The future of marriage-equality cases in the United States

We have entered a new era. Every single state with a ban against same-sex marriage has a lawsuit in place — now that the nation’s last unchallenged state, North Dakota, has lost that status.

A lawsuit was filed last week to challenge that state’s bans, along with ones in Montana and South Dakota. While we in Pennsylvania are celebrating our hard-earned victory for marriage equality, the battle is just beginning in these and other states. But, these state-by-state battles are securing that an inevitable Supreme Court ruling will be in our favor.

The same-sex marriage movement has enjoyed a streak of more than a dozen victories in federal courts since Windsor v. United States. In six states we’ve had clean wins: New Jersey, Hawaii, Illinois, New Mexico, Oregon and Pennsylvania. Federal judges have invalidated bans in six other states — Utah, Oklahoma, Texas, Virginia, Michigan and Idaho — but those decisions have been stayed pending appeals. Lastly, in Arkansas, a state judge struck down that state’s ban; the ruling has been stayed and is under appeal. Regardless of the process, since Windsor, no state ban against same-sex marriage has survived a court challenge and the last two cases, in Oregon and Pennsylvania, were delivered with governing officials in both states saying they would not appeal. Same-sex couples are now allowed to legally marry in 19 states, and more than two in five Americans live in such states.

While the war in North Dakota was just waged, there are several cases that will be settled in the coming months.

In Arizona, activists are collecting signatures to put marriage equality on the ballot and overturn the 2008 constitutional amendment banning same-sex marriage. In 2012, a poll found 77 percent of that state’s voters support either same-sex marriage or civil unions. Some Arizona cities are taking matters into their own hands. Last summer, the City Council of Bisbee, Ariz., voted to allow civil unions, making it the first town in Arizona to offer legal recognition of gay couples. Whether these ordinances are constitutional or not hasn’t prevented other cities, including Tempe, from considering similar ordinances.

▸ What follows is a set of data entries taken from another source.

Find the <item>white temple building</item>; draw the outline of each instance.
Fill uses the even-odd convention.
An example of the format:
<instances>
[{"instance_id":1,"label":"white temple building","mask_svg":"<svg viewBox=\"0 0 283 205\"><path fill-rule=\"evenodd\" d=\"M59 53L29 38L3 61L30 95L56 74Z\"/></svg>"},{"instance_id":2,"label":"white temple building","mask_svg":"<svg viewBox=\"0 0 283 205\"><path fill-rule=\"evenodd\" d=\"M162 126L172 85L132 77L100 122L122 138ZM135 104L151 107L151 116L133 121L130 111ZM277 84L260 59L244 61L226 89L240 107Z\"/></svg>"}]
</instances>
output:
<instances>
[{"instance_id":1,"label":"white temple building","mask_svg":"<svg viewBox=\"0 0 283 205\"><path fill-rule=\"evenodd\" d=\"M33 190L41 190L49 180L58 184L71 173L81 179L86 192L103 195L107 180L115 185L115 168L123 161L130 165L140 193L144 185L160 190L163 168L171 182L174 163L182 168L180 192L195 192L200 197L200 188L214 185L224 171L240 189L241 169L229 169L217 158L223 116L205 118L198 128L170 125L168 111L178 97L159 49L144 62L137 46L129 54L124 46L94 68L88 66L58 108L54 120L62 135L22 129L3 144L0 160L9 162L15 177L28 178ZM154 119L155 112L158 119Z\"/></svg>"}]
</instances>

In Colorado, gay-rights advocates are eager to overturn the state’s 2006 constitutional ban on marriage equality, but the speaker of the state House, Mark Ferrandino, who is openly gay, suggests not trying to move too fast. The state just began recognizing civil unions last spring. A poll this spring found 61 percent of Colorado voters support marriage equality.

In Ohio, a federal judge ruled last year that the state must recognize legal out-of-state same-sex marriages for the purpose of death certificates. A gay couple where one partner, who has since died, had been diagnosed with terminal ALS won the right in Ohio to arrange his partner’s funeral, and to one day be buried next to one another. The ruling was narrow, but could pave the way for more legal challenges to Ohio’s ban on gay marriage. Although Republican Attorney General Mike DeWine said he will appeal the decision.

A federal appeals court will consider Nevada’s ban on marriage equality in September, following a 2012 federal judge’s upholding of the law. Last spring, the state legislature began the multiyear process of repealing Nevada’s constitutional amendment banning same-sex marriage. Two legislatures must approve the measure before it is put to voters, so the earliest marriage equality can get on the ballot is 2016. However, in Feburary, Nevada Gov. Brian Sandoval (R) and Attorney General Catherine Cortez Masto (D) said they would no longer defend the state’s marriage ban in the pending court case, setting Nevada up to become one of the next states to legalize same-sex marriage.

Indiana is one of the few states with a law banning same-sex marriage but no constitutional amendment doing the same. In March, a federal judge ordered the state to recognize the marriage of a lesbian couple married out of state before one of the women died of cancer. The ruling only applied to the one couple, but it has opened a door for broader recognition.

The marriage-equality battle may just be getting started in Montana and the Dakotas, but Arizona, Colorado, Ohio, Nevada and Indiana are poised to make big moves in the near future. Whether or not these rulings proceed with flying rainbows like the cases in Oregon and Pennsylvania, or are stayed like those in Utah, Oklahoma, Virginia, etc., remains to seen. The unfortunate truth is that the more rulings that are stayed, the more pressure it puts on the circuit courts to make their own rulings or send these cases to the U.S. Supreme Court to make a final determination to recognize all same-sex marraiges throughout the United States.

Let freedom (and wedding bells) ring!